Caramel coloring acts as an emulsifying agent that keeps flavor oils suspended in a solution. It is made by heating food-grade carbohydrates (such as corn syrup) to high temperatures. Usually an acid such as acetic, lactic or phosphoric acid is added to break the bonds between the sugars as it is heated to caramelization. The result is a burnt sugar that is the world’s most widely consumed (by weight) food coloring ingredient. It is not found only in colas, but also in sauces, gravies and baked goods.
One must question why this additive is included in so many products. We are a society that eats with our eyes. Color is the first impression that “sets the table” for other sensory experiences.
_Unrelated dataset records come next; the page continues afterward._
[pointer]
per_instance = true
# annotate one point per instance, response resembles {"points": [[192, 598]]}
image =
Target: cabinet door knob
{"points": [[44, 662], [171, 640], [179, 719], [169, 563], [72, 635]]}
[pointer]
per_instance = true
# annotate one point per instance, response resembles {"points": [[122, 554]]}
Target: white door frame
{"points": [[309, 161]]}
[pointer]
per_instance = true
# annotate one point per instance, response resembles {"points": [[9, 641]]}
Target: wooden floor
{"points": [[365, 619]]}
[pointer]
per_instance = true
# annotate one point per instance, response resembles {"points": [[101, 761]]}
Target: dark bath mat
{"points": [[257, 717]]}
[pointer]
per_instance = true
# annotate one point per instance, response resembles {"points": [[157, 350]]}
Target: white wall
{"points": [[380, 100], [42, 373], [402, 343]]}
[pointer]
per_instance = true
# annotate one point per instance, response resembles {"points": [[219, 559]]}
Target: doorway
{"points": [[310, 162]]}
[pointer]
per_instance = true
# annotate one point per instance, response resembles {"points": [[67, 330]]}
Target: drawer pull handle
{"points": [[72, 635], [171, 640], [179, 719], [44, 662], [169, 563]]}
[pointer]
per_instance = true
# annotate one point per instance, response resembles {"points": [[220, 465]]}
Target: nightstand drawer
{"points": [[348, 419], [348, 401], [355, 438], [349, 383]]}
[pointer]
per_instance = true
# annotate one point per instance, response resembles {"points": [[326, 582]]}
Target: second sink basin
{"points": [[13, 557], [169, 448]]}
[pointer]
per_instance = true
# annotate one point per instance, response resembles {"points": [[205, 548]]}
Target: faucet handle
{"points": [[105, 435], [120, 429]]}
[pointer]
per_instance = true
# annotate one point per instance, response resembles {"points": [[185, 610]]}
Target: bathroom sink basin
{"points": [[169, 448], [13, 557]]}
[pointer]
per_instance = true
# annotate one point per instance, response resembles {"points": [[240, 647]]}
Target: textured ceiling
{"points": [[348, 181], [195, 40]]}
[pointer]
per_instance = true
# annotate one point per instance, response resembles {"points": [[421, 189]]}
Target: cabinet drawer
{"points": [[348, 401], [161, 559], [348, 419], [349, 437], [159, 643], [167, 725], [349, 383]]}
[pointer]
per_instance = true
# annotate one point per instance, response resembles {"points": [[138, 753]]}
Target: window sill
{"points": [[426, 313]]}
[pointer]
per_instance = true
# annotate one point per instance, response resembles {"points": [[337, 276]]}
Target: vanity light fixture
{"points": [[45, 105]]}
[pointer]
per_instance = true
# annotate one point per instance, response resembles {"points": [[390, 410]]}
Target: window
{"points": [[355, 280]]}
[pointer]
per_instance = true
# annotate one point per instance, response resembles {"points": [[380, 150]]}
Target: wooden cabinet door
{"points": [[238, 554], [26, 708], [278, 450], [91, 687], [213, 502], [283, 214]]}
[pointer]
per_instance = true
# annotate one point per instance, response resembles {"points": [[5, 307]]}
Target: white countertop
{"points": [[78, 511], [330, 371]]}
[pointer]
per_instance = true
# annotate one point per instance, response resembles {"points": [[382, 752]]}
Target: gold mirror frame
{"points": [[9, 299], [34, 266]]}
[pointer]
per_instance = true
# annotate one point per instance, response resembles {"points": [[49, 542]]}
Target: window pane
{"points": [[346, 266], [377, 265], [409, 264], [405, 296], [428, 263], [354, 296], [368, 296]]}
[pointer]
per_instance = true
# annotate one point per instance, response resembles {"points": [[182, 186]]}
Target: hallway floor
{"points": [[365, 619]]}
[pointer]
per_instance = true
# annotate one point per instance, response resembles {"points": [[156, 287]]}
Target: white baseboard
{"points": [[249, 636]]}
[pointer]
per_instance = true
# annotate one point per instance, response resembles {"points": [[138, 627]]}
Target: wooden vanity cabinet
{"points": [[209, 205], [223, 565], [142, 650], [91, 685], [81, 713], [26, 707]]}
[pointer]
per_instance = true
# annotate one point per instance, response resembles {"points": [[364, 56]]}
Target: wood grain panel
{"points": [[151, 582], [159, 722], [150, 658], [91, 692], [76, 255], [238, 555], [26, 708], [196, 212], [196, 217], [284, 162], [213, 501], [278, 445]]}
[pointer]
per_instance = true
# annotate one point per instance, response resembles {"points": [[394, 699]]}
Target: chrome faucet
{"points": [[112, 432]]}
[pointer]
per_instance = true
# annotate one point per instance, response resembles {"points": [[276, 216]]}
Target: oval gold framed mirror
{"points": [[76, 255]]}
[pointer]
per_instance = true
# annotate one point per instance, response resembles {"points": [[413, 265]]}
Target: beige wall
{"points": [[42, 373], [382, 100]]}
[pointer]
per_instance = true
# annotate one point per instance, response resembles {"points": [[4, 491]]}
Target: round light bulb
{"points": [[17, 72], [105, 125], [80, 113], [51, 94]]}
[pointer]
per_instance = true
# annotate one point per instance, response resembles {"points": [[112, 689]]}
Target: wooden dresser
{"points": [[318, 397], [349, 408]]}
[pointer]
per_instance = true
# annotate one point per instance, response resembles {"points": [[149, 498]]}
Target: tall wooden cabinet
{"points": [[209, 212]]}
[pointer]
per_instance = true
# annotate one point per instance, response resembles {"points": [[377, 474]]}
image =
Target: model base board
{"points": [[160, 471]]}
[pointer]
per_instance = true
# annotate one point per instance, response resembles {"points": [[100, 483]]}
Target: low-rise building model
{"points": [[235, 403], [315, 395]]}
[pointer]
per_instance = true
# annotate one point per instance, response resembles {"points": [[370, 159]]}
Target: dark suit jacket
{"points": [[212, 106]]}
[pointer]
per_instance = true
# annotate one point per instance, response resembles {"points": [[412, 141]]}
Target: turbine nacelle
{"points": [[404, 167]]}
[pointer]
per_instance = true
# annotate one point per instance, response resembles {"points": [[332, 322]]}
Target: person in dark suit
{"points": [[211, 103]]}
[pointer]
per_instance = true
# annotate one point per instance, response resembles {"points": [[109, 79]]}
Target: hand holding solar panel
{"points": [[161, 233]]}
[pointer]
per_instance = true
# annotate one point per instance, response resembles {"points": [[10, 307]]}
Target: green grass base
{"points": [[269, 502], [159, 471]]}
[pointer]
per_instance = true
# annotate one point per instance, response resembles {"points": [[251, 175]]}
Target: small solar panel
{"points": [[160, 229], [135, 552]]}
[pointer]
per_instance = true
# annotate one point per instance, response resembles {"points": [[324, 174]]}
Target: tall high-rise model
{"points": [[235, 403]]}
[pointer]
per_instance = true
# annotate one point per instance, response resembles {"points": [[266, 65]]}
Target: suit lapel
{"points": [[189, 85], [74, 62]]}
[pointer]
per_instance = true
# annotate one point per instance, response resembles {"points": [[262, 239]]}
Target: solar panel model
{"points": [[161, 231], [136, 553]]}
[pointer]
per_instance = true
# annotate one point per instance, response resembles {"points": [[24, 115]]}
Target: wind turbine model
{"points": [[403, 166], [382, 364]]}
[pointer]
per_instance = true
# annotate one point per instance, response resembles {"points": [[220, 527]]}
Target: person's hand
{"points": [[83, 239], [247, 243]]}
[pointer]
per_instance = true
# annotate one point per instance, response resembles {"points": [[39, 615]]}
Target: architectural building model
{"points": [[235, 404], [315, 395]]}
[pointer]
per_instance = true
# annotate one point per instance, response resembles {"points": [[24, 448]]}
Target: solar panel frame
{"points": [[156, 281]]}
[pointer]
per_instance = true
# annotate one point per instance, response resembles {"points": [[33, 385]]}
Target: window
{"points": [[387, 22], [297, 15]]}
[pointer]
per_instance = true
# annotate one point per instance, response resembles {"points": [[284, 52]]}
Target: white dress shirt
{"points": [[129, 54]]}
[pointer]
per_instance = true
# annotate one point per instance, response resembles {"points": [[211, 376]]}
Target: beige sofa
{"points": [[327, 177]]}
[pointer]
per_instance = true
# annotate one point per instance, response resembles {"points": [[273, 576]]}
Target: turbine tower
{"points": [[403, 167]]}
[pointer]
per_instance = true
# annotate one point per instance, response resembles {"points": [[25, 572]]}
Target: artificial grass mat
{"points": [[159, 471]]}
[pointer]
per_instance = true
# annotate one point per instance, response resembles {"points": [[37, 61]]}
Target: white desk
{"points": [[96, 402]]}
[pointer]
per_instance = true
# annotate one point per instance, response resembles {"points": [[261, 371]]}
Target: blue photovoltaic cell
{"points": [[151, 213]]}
Caramel coloring gives breads a deeper shade of brown, provides beer with a full-bodied appearance and lends baked goods a uniform appearance.
The FDA reports that the absolute safety of any food coloring substance can never be proven. The decisions about the safety of color additives are made on the best scientific evidence available. Because scientific knowledge is constantly evolving, federal officials often review earlier decisions to assure that the safety assessment of a food substance remains up to date. For the time being, caramel coloring is on the GRAS (Generally Regarded As Safe) list. However, within this same listing, you will find high fructose corn syrup and some artificial sweeteners, products with known health implications.
My advice? Read the ingredient labels on the food products you purchase. The higher the ingredient is on a label, the more of the ingredient there is in that product. Purchasing food items that have a shorter list of ingredients usually means getting foods closer to their original, naturally occurring form and less of a chance for that food to contain color additives and chemicals.